September 10, 2008
Transportation Corridor Agencies — Even Toll Road Opponent Push Poll Says Orange County Supports Completion of the 241 Toll Road
for the Transportation Corridor Agencies
Jennifer Seaton, 949-754-3417A poll released by the California State Parks Foundation today found that 70% of Orange County residents have heard about plans to build a toll road to connect to the 241 south of San Clemente. Of those that have heard of the proposal, 51% support the project, 36% oppose the project and 11% don't know.
According to the Transportation Corridor Agencies, the poll then goes on to ask inflammatory, misleading, false, and irrelevant questions to develop a conclusion that the more people learn about the project, the more likely they are to oppose it.
Q15 states: "The toll road would force the closure of most of the state's fifth most visited park as well as its most popular campground."
FACT: The route for the completion of the 241 does not require the closure of any campsites within the San Onofre State Park.
-- San Onofre State Beach park is on property owned by Camp Pendleton. The lease allows rights of way to be granted through portions of the park.
-- The toll road will pass through the inland portion of the park. There will be no impact to the beach portions of the park that are used by most visitors.
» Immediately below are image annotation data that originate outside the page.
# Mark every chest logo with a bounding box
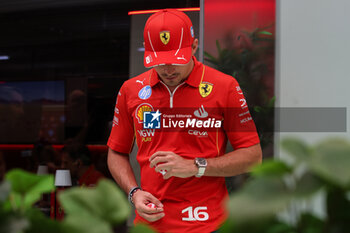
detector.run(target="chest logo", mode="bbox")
[135,103,153,123]
[199,82,213,98]
[159,31,170,45]
[139,85,152,100]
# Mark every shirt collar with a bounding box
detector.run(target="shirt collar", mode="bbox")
[149,56,204,87]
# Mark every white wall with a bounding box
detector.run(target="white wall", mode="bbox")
[275,0,350,149]
[275,0,350,222]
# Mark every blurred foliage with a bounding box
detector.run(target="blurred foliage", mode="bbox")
[0,169,153,233]
[204,25,275,149]
[220,138,350,233]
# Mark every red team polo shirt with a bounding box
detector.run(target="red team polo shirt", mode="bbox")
[108,57,259,233]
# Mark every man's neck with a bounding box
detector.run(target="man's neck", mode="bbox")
[167,58,195,93]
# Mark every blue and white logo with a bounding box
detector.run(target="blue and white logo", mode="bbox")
[139,85,152,100]
[143,110,162,129]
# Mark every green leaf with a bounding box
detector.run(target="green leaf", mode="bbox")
[5,169,55,208]
[298,213,326,233]
[63,215,113,233]
[229,177,292,224]
[309,139,350,188]
[281,138,311,163]
[252,160,292,177]
[58,179,130,224]
[26,208,64,233]
[294,172,324,198]
[130,224,155,233]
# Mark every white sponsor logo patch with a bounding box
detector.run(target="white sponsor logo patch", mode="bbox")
[194,105,208,118]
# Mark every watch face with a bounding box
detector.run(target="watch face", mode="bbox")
[196,158,207,166]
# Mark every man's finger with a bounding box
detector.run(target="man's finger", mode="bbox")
[150,156,169,168]
[149,151,172,161]
[139,212,165,222]
[147,193,164,208]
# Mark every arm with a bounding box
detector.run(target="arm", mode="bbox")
[150,144,262,179]
[107,149,164,222]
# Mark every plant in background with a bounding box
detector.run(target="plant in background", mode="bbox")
[0,169,153,233]
[204,26,275,149]
[220,139,350,233]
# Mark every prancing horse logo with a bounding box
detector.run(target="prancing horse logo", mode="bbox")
[159,31,170,45]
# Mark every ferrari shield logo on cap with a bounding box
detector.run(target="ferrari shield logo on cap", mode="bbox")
[199,82,213,98]
[159,31,170,45]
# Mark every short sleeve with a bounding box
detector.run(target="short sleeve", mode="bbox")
[224,78,260,149]
[107,84,134,154]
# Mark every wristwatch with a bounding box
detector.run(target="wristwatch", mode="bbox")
[194,158,207,177]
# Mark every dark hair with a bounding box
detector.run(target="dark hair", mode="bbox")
[62,144,91,165]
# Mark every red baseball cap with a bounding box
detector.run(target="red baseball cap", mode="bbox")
[143,9,194,67]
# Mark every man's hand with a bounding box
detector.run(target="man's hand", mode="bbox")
[149,151,198,179]
[132,190,165,222]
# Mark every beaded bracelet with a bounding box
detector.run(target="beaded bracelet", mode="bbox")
[128,186,142,205]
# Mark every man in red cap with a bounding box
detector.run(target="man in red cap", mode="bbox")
[108,9,262,233]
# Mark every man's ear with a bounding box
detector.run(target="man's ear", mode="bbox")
[192,39,198,56]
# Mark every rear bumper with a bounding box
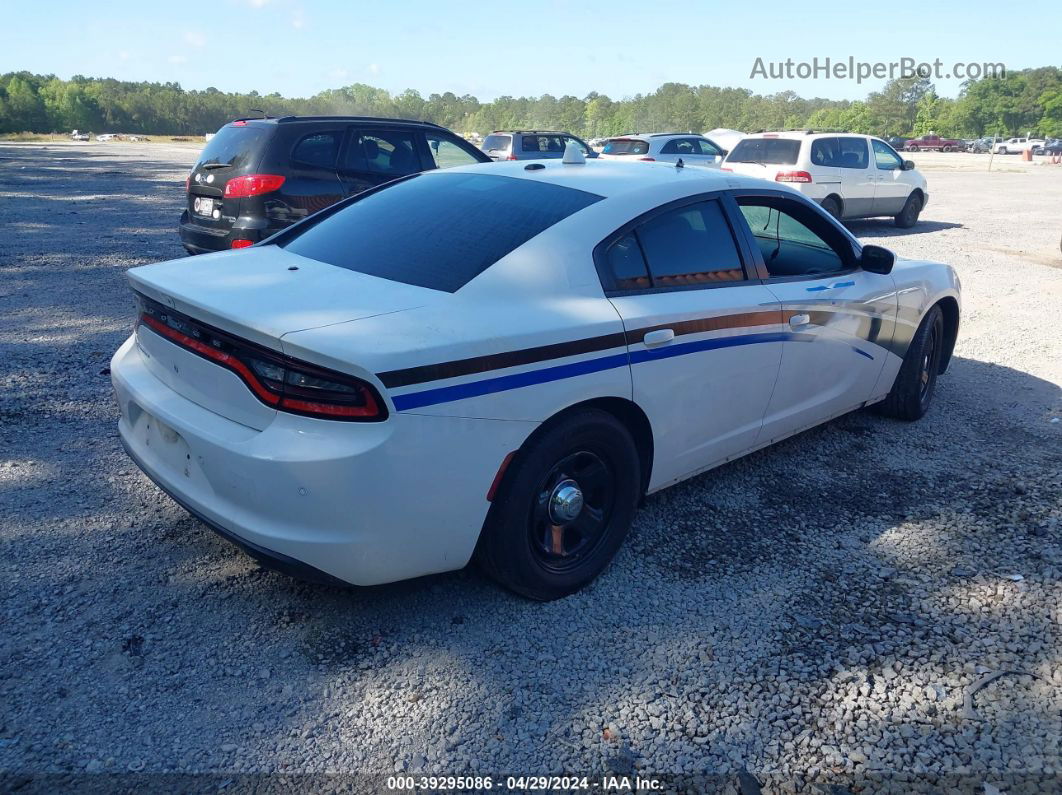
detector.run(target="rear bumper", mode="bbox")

"Given the strong measures adopted by the Transportation Corridor Agencies (TCA) to minimize noise impacts we believe the campground will remain enjoyable, accessible and open. There is no reason to believe San Mateo Campground will be negatively impacted by the SR241 project." -- Mike Chrisman, California Resources Secretary
Q16 states: "The toll road would threaten Trestles, one of the cleanest beaches in the County and the most treasured surf spot in the state."
FACT: The toll road would not threaten Trestles. A recent independent peer review of reports concerning the 241 Toll Road and surfing conditions in the vicinity of San Mateo Creek has concluded that the project will have no impact on surfing or wave formation.
Richard J. Seymour, Ph.D., research engineer at Scripps Institution of Oceanography and noted consultant in coastal oceanography, conducted the review: "No substantial change, either positive or negative, to surfing quality would result from the project," Seymour stated.
Q17 states: "Costs for this road have skyrocketed to over $1.3 billion dollars, funds that could be better used in other ways to relieve congestion."
FACT: Funds to construct the toll road will come from the issuance of toll revenue bonds repaid by the drivers who choose to use the toll road. The funds are not available to be committed to any other project and the toll road will not take scare highway funding away from any other project.